Gwennaig sortit de chez elle et marcha vers la plage. Aujourd’hui elle ne courait pas, son petit visage d’habitude si gai était grave. Elle marchait tout droit, fixait un point et n’en détournait pas le regard. Elle se demandait pourquoi le monde était ainsi et pas autrement, elle se sentait particulière. Encore aujourd’hui elle n’avait pas compris ses camarades. Elle trouvait leurs discussions mortellement ennuyeuses et tellement immatures… A l’école tout le monde l’appréciait mais personnes n’était réellement son ami. Elle était certes sympathique mais personne ne parvenait à la comprendre. De plus, elle passait le plus clair de son temps dans ses pensées. Cette incompréhension de la part des autres ne l’embêtait pas mais l’étonnait. Elle réfléchissait sérieusement à ce sujet, mais dès que ses pieds touchèrent le sable doré toutes ses préoccupations s’envolèrent. Elle s’assit sur un rocher et sortit une feuille.

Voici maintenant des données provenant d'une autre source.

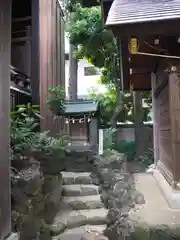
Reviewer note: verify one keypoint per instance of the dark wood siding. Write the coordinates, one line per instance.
(5, 42)
(52, 67)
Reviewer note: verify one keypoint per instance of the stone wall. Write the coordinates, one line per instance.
(36, 198)
(127, 133)
(79, 158)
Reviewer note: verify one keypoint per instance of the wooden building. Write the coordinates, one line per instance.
(37, 49)
(149, 41)
(82, 119)
(32, 41)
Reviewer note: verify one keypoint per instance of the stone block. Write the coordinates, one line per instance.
(13, 236)
(52, 182)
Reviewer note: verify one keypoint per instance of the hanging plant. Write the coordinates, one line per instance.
(56, 99)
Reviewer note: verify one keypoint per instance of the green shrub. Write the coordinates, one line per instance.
(127, 148)
(55, 99)
(148, 157)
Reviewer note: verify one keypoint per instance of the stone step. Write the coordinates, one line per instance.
(80, 190)
(82, 202)
(76, 178)
(78, 233)
(73, 219)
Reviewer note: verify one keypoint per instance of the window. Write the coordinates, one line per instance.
(90, 71)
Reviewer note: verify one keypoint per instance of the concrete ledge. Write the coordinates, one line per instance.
(13, 236)
(172, 196)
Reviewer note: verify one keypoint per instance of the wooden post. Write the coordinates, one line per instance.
(174, 98)
(155, 120)
(93, 132)
(5, 51)
(35, 54)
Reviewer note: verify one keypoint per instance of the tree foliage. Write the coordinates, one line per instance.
(97, 43)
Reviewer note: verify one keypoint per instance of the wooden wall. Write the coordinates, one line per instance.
(163, 124)
(5, 43)
(52, 58)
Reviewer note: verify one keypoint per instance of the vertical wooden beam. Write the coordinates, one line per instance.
(155, 120)
(35, 52)
(5, 49)
(174, 98)
(49, 61)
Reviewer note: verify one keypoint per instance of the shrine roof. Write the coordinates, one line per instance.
(80, 107)
(124, 12)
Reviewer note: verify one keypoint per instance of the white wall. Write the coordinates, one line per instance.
(84, 82)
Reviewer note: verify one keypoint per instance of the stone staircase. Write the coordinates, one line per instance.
(81, 208)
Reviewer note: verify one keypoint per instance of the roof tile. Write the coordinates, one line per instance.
(134, 11)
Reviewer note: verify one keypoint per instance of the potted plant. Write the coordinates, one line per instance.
(55, 99)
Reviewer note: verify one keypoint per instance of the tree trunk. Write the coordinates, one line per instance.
(117, 112)
(73, 72)
(138, 124)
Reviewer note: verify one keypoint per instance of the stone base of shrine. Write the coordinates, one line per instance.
(13, 236)
(172, 196)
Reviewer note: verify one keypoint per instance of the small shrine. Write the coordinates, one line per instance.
(82, 118)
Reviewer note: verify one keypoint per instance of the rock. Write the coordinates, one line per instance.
(77, 205)
(76, 221)
(138, 198)
(94, 236)
(83, 180)
(94, 205)
(57, 228)
(51, 182)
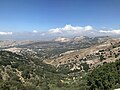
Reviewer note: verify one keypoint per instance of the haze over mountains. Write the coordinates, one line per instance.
(66, 31)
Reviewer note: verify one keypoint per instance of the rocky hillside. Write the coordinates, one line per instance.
(93, 56)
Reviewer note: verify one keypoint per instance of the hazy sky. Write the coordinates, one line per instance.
(59, 16)
(29, 15)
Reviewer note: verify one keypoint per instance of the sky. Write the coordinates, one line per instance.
(59, 17)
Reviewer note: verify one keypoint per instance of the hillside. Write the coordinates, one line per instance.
(47, 66)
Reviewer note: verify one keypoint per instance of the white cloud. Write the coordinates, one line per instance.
(34, 31)
(110, 31)
(53, 31)
(70, 29)
(88, 28)
(6, 33)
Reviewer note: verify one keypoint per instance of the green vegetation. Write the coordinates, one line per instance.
(25, 73)
(106, 77)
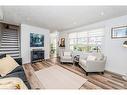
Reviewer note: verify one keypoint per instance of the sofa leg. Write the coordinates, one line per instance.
(86, 73)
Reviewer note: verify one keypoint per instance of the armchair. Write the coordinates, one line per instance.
(97, 65)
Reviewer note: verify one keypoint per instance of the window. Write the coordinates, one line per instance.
(87, 40)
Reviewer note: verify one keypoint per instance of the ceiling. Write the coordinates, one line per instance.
(60, 17)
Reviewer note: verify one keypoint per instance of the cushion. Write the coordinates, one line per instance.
(7, 64)
(2, 56)
(67, 53)
(91, 58)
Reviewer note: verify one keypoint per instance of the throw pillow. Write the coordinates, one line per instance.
(7, 64)
(91, 58)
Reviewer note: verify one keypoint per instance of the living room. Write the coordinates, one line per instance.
(84, 49)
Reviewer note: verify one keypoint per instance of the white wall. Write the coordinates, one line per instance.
(116, 54)
(25, 41)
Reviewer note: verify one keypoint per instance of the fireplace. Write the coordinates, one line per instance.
(37, 55)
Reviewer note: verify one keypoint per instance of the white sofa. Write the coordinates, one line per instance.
(66, 57)
(96, 65)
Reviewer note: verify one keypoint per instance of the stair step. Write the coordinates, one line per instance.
(9, 42)
(9, 52)
(6, 39)
(9, 47)
(9, 37)
(1, 50)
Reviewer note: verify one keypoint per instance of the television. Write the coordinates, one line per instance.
(36, 40)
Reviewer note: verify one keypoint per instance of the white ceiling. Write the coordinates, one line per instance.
(60, 17)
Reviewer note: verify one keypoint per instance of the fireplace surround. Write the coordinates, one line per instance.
(37, 55)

Elle regarda les vagues comme pour s’en inspirer et son stylo effleura la feuille y gravant ces mots :

Fabuleux paysages
Irréels rivages 
Nacres et coquillages
Intrigants naufrages…
Sable, galets et ricochets
Terre enchanteresse
Epistème de richesse 
Rare est son unique beauté 
Et tous ses enfants émerveillés

Elle lut ces quelques vers à voix haute, creusa un trou, posa sa feuille dans le sable, l’entoura de coquillages, la relut une dernière fois, puis la recouvrit. Elle avait l’habitude d’enfouir ainsi ses textes tels des trésors. Ainsi personne d’autre ne pouvait les lire et ils se trouvaient au plus près de cette terre tant aimée. Elle avait un peu l’impression que ses textes faisaient partie de sa Bretagne… Elle se remémora la chanson qu’elle avait composée la veille et la chantonna dans sa tête :

Parfois on peut se sentir rejeté, 
Par une certaine société
Une façon de penser, de s’exprimer 

On se sent par moment si différent
On se perçoit particulier
Ecrasé par notre singularité
Poussé par notre créativité
Renforcé par notre personnalité 

Il ne faut pas écouter les jugements des autres
Etre soi-même rien d’autre
Suivre ses rêves sans aucune trêve
Persévérer, persévérer
Pour y arriver
Trouver le chemin de sa destinée 

Les questions se bousculent dans nos têtes
Rien ne nous arrête
Un soupir, un sourire
Qui cache notre tristesse
Notre profonde détresse 

Une larme peut contenir tant de sentiments
Simples ou complexes, tous différents
Rires ou tourments
Une vie mis en suspens
Bonheur ou malheur
Milles émotions d’un cœur
Un espoir sauveur
Peut nous relever
Et nous inviter
A persévérer
Ne jamais oublier notre passé

Il ne faut pas écouter les jugements des autres
Etre soi-même rien d’autre
Suivre ses rêves sans aucune trêve
Persévérer, persévérer

Le soleil commençait à se coucher, il était temps de rentrer. Elle respira une dernière fois cet air de la mer, ramassa un coquillage, puis s’éloigna en courant. Le lendemain elle marchait d’un pas décidé vers l’école, le cartable sur le dos et les cheveux au vent. Elle chantait dans sa tête afin de ne point attirer l’attention des passants. Soudain une voiture traînant un van la dépassa rapidement. Tiens ! Un cheval arriverait-il dans les environs ? Curieuse, elle se mit à courir à perdre haleine derrière le van. Il se mit à pleuvoir, les gouttes de pluie lui frappaient le visage, ses yeux lui piquaient, de l’eau rentrait dans ses chaussures mais elle continuait à courir avec toute la détermination de l’enfance. Malgré toute son énergie il lui fut impossible de le suivre très longtemps. Elle s’arrêta à regret et regarda avec amertume le van tourner au bout de la rue, puis tout à fait disparaître. Un cheval ou une jument allait peut-être demeurer tout près de chez elle. 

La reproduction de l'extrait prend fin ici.